We advise first to clarify the legal environment, including matrimonial law and local and international tax implications. Only then you should start drafting specific legal documents; otherwise, an already complex matter may become overly complicated.
It would be best if you aimed for exact wishes that can be executed in a smooth process in a predictable legal environment to avoid Johnny Hallyday's estate's destiny.
FREQUENTLY ASKED QUESTIONS
How does one start with estate planning?
The estate planning process begins with a comprehensive understanding of your wealth. This involves outlining all sources of wealth and income, including salary, investments, rental income, and other income streams.
It's also necessary to list all assets, such as real estate, stocks, bonds, retirement accounts, and personal property, and assess all pending liabilities, like mortgages, loans, and other debts.
In today's digital age, it's equally important to consider digital assets, such as online accounts, digital cash, and cryptocurrencies.
Once you have a clear picture of your wealth, you can start defining your wishes for distribution after your death. This involves deciding who will inherit your assets, how much each beneficiary will receive, and when and how the distribution will occur.
What are some challenges in estate planning for international scenarios?
Estate planning in international scenarios can be complex due to the interplay of various factors. If you have multiple nationalities, assets in various jurisdictions, or family members living in different countries, you'll need to consider the laws of each country.

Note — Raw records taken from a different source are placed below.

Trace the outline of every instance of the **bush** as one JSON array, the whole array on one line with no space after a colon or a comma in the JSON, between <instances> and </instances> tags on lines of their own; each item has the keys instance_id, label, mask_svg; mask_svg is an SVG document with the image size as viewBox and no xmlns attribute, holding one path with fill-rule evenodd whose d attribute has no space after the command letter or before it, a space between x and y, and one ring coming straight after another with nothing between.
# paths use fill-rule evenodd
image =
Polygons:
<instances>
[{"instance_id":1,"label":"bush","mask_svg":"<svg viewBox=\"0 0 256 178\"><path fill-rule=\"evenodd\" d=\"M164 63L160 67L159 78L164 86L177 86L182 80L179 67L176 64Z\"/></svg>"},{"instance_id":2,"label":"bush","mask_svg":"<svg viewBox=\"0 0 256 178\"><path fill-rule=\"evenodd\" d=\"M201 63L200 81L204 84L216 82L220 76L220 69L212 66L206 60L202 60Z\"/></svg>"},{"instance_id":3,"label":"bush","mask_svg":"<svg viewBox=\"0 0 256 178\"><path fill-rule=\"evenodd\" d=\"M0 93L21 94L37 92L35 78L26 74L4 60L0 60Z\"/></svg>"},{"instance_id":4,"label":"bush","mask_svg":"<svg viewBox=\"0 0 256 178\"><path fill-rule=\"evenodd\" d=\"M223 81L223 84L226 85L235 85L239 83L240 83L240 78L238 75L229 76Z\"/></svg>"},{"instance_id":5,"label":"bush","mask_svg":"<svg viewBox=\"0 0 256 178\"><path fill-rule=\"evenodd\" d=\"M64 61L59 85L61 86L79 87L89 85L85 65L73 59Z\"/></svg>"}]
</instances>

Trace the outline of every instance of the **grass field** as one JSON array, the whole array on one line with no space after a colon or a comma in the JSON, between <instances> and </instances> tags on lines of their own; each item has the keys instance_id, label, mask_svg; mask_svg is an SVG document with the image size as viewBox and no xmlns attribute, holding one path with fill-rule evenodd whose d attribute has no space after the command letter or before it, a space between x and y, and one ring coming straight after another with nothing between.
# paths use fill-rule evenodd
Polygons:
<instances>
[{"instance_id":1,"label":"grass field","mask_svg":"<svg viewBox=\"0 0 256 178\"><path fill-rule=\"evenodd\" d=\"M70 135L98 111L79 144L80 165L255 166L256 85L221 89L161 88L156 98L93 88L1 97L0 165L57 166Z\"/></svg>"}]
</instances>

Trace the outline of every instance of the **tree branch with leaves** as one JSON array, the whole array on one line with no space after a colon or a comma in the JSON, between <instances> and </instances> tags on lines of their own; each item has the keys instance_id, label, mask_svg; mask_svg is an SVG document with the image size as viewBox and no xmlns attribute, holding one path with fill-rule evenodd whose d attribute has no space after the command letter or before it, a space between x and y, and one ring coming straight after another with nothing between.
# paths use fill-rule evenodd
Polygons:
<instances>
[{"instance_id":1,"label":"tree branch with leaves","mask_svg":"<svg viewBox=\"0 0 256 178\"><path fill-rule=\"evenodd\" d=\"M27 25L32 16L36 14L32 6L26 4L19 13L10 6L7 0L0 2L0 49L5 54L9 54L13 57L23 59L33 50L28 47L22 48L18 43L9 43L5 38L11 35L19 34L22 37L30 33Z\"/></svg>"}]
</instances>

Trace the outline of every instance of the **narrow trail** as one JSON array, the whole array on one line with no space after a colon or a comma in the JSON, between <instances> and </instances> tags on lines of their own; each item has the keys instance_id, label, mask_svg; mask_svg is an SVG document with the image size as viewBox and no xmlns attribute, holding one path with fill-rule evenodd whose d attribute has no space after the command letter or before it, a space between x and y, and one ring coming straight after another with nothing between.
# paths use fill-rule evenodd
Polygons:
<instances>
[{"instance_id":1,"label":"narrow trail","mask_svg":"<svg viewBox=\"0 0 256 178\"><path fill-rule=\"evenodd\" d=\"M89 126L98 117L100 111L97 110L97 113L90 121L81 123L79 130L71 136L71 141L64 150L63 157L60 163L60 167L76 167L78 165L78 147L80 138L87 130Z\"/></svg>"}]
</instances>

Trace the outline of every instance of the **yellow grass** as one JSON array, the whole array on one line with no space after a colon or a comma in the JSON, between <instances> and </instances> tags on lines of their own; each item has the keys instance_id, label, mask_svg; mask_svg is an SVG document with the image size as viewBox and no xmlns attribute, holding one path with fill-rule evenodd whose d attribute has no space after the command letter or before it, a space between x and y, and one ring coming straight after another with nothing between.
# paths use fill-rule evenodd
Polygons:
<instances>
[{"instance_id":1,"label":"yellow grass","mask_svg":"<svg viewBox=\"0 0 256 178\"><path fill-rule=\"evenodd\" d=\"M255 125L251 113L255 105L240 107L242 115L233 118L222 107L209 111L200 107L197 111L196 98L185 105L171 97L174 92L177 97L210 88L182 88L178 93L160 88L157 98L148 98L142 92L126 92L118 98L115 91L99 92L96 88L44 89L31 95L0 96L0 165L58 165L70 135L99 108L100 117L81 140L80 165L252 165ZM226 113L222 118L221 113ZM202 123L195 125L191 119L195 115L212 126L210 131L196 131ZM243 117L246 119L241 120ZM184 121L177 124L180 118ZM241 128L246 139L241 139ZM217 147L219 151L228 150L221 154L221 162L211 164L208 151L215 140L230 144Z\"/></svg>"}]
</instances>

This might involve having more than one will to comply with the legal requirements of each jurisdiction where you have assets. Different countries have different inheritance laws, which can affect how your estate is distributed.
Residence or marital status changes can also significantly affect your estate plan. For instance, moving to a new country or getting married can affect your tax residency, which in turn can affect how your estate is taxed.
How can one deal with the complexity of estate planning?
Dealing with the complexity of estate planning involves several strategies. First, keeping your wishes concise and straightforward is vital to avoid confusion and potential disputes.
Seeking the help of trusted advisors for wealth structuring can also be beneficial. They can provide expert advice and help you navigate the complexities of estate planning.
Sharing your plans with the beneficiaries is another crucial step. This can help avoid surprises and potential disputes after your death.
In complex situations, lifetime gifts can be an option to simplify estate planning. This involves transferring assets to your beneficiaries during your lifetime, which can reduce the size of your estate and potentially reduce estate taxes.
Regularly reviewing your estate plan is crucial to keeping it up-to-date and ready for execution. This involves reviewing your estate plan periodically and making necessary adjustments to reflect changes in your circumstances or the law.